Джо снова взглянул на рисунок. Возможно, это совпадение. Но разве «совпадение» не то же самое, что «сихронистичность»?
— Наверное, я пойду, — сказал он. — А это что? — добавил он, увидев на столе яркий плакат.
— А, это прилагается к последнему альбому «Американской Медицинской Ассоциации», — сказал Питер. — Мне-то плакат не нужен, но я подумал: вдруг тебе пригодится. Давно бы тебе пора выбросить этих твоих «Роллинг Стоунз». Мы живём в эпоху стремительных перемен. Человека, годами не снимающего со стены старые плакаты «стоунов», можно счесть и консерватором…
Фон плаката был угольно-чёрным. На музыкантах были белые комбинезоны. Трое соединили вытянутые в стороны руки, образуя треугольник, а четвёртый, общепризнанный лидер группы по имени Вольфганг Зауре, стоял в центре со скрещёнными руками. Снимок был сделан сверху, так что видны были лишь четыре головы и вытянутые в стороны руки. Вид одной женщины и троих молодых мужчин с гладко выбритыми скуластыми лицами, «ёжиком» белокурых волос и ледяным взглядом голубых глаз показался Джо невероятно зловещим. Если бы нацисты победили в войне и Генрих Гиммлер сменил Гитлера на посту правителя Германской Империи, миром правили бы именно такие вот ребята. Да эти, собственно, почти что и правили, только в несколько ином смысле: став музыкальными кумирами после «Битлз» и «Роллинг Стоунз», они превратились в императоров молодёжи. Хотя повсюду царила мода на длинные волосы, эти ребята создали себе такой стерильно-медицинский образ, как бы выражая протест против стиля «для всех».
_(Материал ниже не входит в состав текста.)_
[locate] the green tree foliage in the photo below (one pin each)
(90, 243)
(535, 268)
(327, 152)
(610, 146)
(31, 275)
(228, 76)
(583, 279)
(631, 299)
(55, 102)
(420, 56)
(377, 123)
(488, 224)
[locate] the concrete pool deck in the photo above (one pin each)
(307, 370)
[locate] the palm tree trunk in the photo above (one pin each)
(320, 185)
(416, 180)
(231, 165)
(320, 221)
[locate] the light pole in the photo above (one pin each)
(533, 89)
Сам Вольфганг как-то сказал: «Если тебе нужны внешние атрибуты твоей принадлежности, то ни о какой принадлежности не может быть и речи».
— Что-то у меня от них мороз по коже, — сказал Джо.
— А что ты чувствовал, когда появились «Битлз»? — поинтересовался Питер.
Джо пожал плечами.
— От них меня тоже коробило. Они были такие безобразные и бесполые со своими стрижками, словно какие-то… оборотни-подростки. Но запросто гипнотизировали двенадцатилетних девочек.
Питер кивнул.
— Основная часть фанатов АМА ещё моложе. Так что лучше начинай к ним привыкать прямо сейчас. Это надолго.
— Слушай, Питер, давай-ка вместе перекусим, — сказал Джо. — Потом мне нужно сделать кое-какую работу, а в четыре я уйду на этот вечер пластикового мартини. Хотя нет, сначала я сниму со стены «Роллинг Стоунз» и повешу вместо них «Американскую Медицинскую Ассоциацию», а ты подержи мне пока стул.